What are Peppermint Humbugs?
Those who are fans of Harry Potter books may note J.K. Rowling’s mention of the sweet peppermint humbugs. These are not a magically invented sweet, and may reference Dumbledore’s love of “muggle” sweets that runs throughout the Harry Potter series. What’s interesting about the reference is Harry’s careful avoidance of the sweet, which may imply they were a magical take on a classic sweet, or just something to be avoided in general.
Peppermint humbugs are a simple treat, typically flavored with peppermint, and often featuring black and white stripes. They may come in different shapes and sizes. Some are round, relatively flat cylinders, and others are raised pillow shapes with pinched ends. As far back as the mid 19th century, they were known as humbugs, though the recipes have since changed. Some still describe them as chewy and sticky, but in the 1800s they truly were, and were often a combination of sugar, peppermint oil and different types of gum substances. Today they are considered more of a hard candy, excellent for sucking on instead of chewing up.
Perhaps Harry avoided the sweets at the table because they were involved in a terrible poisoning case in Britain that killed 20 people by accident in 1858. A man named William Hardaker was using a substance called daft to substitute for sugar in peppermint humbug sweets. Unfortunately, a tragic error at the pharmacy meant he accidentally purchased arsenic instead of daft. A full 200 people were poisoned by arsenic due to this mistake, and 10% of them died. Since this occurred in England, it is possible that children regard peppermint humbugs there with certain wariness, as many of the victims were children.

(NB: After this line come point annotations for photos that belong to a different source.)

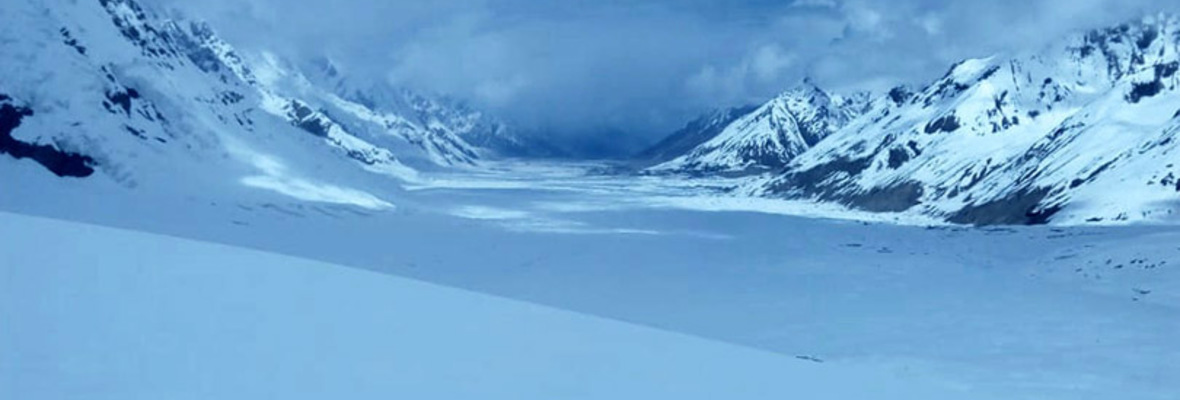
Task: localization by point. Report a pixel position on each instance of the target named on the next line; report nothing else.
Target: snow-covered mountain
(771, 136)
(1083, 131)
(695, 133)
(133, 93)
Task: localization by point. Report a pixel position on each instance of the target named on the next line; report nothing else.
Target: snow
(991, 313)
(113, 314)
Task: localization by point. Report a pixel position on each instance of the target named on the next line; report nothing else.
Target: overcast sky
(581, 66)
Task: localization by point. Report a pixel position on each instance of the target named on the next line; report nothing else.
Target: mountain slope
(144, 98)
(692, 136)
(771, 136)
(1085, 131)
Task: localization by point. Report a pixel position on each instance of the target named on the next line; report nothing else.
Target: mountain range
(1083, 131)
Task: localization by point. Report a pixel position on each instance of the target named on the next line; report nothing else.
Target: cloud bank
(587, 66)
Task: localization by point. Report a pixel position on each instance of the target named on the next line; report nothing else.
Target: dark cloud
(579, 67)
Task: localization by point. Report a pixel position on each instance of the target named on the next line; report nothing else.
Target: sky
(583, 67)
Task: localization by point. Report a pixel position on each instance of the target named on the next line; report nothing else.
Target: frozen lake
(1017, 313)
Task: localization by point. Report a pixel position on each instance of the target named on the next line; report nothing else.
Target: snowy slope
(113, 91)
(771, 136)
(695, 133)
(100, 317)
(1083, 131)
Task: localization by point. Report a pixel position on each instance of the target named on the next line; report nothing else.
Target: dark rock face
(944, 124)
(60, 163)
(1023, 208)
(895, 198)
(694, 135)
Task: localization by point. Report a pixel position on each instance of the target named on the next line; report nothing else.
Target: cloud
(581, 67)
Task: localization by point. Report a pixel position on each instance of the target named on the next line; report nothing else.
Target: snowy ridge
(1081, 132)
(143, 97)
(771, 136)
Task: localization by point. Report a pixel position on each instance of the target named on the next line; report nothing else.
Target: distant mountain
(129, 92)
(772, 135)
(692, 136)
(1083, 131)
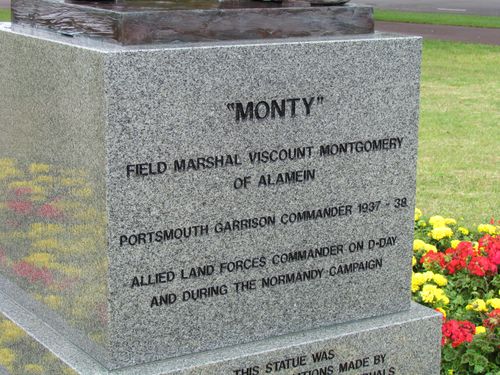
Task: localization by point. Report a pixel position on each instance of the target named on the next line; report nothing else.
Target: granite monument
(226, 188)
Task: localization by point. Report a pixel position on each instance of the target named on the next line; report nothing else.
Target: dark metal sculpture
(133, 22)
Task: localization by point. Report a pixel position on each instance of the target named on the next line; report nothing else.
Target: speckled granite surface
(402, 343)
(197, 243)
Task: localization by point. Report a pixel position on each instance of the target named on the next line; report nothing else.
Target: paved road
(481, 7)
(457, 33)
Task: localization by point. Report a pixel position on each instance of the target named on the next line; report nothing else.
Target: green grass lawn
(4, 15)
(459, 150)
(437, 18)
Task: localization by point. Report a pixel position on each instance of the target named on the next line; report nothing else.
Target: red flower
(493, 319)
(481, 266)
(432, 258)
(457, 332)
(33, 274)
(20, 207)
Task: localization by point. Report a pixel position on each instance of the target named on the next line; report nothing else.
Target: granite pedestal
(234, 200)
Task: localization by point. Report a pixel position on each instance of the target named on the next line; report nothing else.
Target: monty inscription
(275, 108)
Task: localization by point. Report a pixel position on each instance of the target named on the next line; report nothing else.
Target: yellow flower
(34, 369)
(437, 221)
(438, 233)
(418, 279)
(49, 243)
(480, 329)
(431, 293)
(9, 332)
(43, 179)
(494, 302)
(440, 279)
(450, 221)
(487, 228)
(428, 293)
(441, 310)
(463, 230)
(82, 193)
(477, 305)
(7, 357)
(6, 172)
(418, 245)
(6, 162)
(72, 181)
(418, 214)
(442, 297)
(39, 168)
(41, 229)
(422, 223)
(69, 371)
(428, 247)
(429, 275)
(40, 259)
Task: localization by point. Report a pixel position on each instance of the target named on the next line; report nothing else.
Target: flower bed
(455, 271)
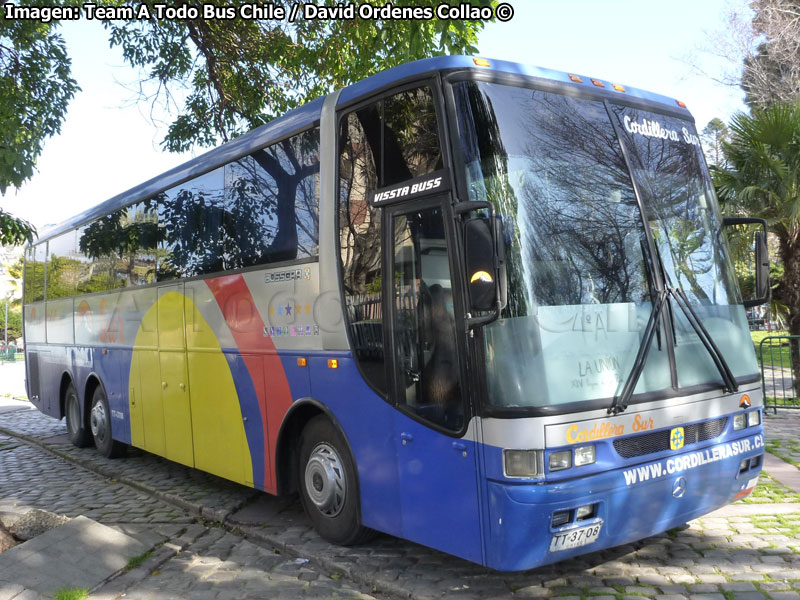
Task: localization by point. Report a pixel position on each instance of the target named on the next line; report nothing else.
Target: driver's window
(426, 362)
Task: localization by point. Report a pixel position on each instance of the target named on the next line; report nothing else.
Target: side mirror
(762, 290)
(485, 266)
(762, 269)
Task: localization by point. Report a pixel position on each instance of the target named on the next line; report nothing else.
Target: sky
(109, 143)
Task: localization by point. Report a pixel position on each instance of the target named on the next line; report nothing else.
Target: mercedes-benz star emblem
(679, 487)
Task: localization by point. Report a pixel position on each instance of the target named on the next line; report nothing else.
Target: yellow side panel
(177, 410)
(220, 442)
(151, 401)
(145, 403)
(170, 318)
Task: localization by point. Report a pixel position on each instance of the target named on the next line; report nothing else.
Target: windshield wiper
(731, 386)
(620, 403)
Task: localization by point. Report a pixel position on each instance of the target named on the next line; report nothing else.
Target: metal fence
(777, 376)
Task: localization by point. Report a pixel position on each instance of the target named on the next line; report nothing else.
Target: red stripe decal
(238, 307)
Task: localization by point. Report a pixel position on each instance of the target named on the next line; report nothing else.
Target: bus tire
(79, 435)
(328, 487)
(100, 421)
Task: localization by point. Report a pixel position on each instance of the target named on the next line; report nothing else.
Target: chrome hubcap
(325, 480)
(99, 421)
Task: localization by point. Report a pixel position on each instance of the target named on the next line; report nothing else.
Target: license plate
(574, 538)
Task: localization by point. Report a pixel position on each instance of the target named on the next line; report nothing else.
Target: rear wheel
(100, 421)
(328, 487)
(79, 435)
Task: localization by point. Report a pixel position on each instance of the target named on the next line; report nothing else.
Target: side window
(63, 266)
(34, 273)
(138, 239)
(99, 244)
(360, 240)
(410, 136)
(272, 203)
(27, 284)
(391, 140)
(424, 323)
(191, 215)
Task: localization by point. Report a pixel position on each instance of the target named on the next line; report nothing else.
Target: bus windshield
(581, 276)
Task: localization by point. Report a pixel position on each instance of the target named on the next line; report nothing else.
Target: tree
(772, 69)
(713, 136)
(35, 88)
(763, 179)
(237, 74)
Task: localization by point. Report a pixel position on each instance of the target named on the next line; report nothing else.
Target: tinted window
(34, 273)
(410, 136)
(63, 266)
(360, 240)
(258, 210)
(271, 203)
(191, 215)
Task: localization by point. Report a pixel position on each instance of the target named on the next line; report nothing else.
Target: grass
(71, 594)
(138, 560)
(774, 355)
(768, 490)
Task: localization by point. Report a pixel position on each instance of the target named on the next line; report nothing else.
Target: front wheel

History aside, you can actually find a variety of humbugs on the market. They aren’t always flavored with peppermint, and some have red stripes rather than white ones. Anise seed is a typical alternate flavor, and peppermint humbugs can come in the shape of black balls rather than in pillow or cylinder shapes. You can also occasionally find strawberry humbugs, and at least in the UK you may be able to find dietetic sweets, which don’t contain sugar.
You’ll find a few recipes for peppermint humbugs online, but they’re not that much different from typical flat cylindrical peppermints you’d purchase in the US from companies like Brach’s®. Even the pillow shape bears some resemblance to certain forms of candy mostly available at Christmas in the US. The name’s origin in the UK is lost, and is not a reference to Scrooge’s use of the term humbug in Charles Dickens’ A Christmas Carol. However you may find peppermint humbugs in greater abundance around the winter holidays.